Love is natural and real but not for such as you and I, my love

"If you're so funny, then why are you on your own tonight ? And if you're so clever, then why are you on your own tonight ? If you're so very entertaining, then why are you on your own tonight ? If you're so very good-looking, why do you sleep alone tonight ? I know ...'Cause tonight is just like any other night.
That's why you're on your own tonight



I didn't sleep last night and don't see myself being able to sleep tonight either. There are just too many things on my mind. I broke my permanent retainer on my bottom teeth, and won't have time to get it fixed until next week. Also, i've had this strange insatiable hunger for the last couple of days. I consume so much and still feel empty-in more ways than one, it seems. I find I keep myself constantly busy as a means to distract myself, but when it comes time to fall asleep there is nothing to prevent me from mulling over everything I otherwise try so hard to ignore.

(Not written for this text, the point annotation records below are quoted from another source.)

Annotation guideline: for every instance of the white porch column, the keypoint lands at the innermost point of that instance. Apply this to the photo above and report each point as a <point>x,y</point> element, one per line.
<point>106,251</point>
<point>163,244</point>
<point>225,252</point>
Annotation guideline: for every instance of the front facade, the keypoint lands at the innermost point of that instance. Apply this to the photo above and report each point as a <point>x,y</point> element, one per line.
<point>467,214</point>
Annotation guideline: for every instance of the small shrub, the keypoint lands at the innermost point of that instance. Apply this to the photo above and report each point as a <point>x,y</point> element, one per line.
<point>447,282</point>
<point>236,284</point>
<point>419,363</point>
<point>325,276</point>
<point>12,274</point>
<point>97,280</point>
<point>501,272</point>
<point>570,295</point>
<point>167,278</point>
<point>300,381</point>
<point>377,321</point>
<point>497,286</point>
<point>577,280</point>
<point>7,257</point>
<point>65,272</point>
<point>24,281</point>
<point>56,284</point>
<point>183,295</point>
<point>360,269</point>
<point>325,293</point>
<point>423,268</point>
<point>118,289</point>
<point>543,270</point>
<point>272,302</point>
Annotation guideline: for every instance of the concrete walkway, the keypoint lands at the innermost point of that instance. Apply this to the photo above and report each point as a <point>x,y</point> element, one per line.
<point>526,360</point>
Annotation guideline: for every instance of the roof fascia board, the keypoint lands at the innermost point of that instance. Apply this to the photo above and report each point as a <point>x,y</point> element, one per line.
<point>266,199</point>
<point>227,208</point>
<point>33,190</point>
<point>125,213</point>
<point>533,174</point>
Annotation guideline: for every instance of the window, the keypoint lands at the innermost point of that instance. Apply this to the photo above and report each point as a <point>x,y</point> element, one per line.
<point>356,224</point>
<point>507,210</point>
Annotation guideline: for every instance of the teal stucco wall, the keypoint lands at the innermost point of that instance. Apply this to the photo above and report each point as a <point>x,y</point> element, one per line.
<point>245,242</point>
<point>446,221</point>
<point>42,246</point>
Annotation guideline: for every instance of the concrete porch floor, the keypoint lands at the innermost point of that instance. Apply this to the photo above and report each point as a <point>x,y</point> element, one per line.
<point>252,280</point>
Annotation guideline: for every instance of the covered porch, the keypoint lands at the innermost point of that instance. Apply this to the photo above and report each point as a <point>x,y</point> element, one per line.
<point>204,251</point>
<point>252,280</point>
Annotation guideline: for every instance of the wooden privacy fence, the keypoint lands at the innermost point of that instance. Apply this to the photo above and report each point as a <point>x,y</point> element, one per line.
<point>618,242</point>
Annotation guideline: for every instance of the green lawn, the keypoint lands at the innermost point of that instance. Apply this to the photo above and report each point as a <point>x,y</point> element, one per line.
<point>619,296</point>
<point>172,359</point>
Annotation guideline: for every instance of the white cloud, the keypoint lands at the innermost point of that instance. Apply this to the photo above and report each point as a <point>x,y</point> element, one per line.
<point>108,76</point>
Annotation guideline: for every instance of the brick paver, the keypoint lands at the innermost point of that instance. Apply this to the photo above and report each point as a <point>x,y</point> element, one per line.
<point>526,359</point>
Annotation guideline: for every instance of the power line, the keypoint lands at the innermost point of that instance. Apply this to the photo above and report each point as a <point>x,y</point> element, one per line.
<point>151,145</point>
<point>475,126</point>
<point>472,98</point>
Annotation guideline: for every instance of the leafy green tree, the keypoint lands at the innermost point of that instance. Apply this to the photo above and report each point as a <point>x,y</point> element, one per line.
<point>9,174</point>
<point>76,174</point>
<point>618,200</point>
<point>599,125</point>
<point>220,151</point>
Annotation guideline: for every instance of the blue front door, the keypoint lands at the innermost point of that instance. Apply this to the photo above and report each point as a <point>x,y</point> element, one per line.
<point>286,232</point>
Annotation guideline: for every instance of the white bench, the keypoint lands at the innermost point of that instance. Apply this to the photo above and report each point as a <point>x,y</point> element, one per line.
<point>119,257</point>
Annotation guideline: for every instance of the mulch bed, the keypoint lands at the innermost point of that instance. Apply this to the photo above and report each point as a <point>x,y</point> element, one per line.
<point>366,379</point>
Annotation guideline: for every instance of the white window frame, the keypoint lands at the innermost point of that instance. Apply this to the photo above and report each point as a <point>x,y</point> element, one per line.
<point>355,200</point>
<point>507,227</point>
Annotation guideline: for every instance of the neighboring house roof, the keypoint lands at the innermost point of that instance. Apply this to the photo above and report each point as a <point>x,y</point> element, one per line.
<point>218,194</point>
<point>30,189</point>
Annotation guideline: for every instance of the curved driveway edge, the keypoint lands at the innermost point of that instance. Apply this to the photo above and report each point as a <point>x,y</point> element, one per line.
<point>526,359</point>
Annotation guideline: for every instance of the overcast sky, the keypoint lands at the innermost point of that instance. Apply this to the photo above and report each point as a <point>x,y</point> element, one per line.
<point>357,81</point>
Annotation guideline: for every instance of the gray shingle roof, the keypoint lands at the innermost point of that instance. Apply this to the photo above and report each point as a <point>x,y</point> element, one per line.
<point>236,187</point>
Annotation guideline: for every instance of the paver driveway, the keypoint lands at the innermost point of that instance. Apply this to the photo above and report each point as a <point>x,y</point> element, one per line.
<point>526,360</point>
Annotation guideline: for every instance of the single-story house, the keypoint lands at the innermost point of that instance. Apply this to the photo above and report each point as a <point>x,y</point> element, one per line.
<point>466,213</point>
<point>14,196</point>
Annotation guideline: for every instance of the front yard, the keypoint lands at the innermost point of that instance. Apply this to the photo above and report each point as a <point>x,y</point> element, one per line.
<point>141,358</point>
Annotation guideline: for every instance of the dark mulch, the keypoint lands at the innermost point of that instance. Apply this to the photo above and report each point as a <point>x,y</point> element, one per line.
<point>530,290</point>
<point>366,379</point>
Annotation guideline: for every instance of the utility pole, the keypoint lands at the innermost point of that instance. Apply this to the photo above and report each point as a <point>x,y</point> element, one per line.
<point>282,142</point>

'Lonely people are always up in the middle of the night'

7.12.09

What's amatter baby? can't breathe?

From the start I see the end.
"You have all the tools, you can do it-I can see you have the potential......but, do you have the passion? I think you don't have the passion"

Mid-life crisis at 22. Which i've been anticipating for about 2 years. I've got no idea what to do, what else I could ever do. Who to talk to, where to go. Everything becomes more and more off-course and nothing seems to become more clear. Transparent to people who I barley even know.


On an unrelated note:"I remember as soon as I made that notable hans zimmer song my ringtone I would regret it. I remember thinking as soon as I did it 'This is going to be horrible when we break up, every time my phone rings it's going to make me think of you and it's going to be horrible' and about a month or so after it happened that thought process of mine came back to me. The ringtone wasn't horrible like I thought it would be.

Yes, of course, it made me think of you. But everything did.

Absolutely everything.

So, on it's own, it wasn't horrible. It was just one of the hundreds of contributors that made you incessantly on my mind and impossible to forget. Seems to typical-something I anticipate being horrible was less so-but only in relation to everything else which was equally so.

I miss you every single day.
I don't know what will help after 7 months and nothing feels better.




Chanel Paris-Shanghai collection might.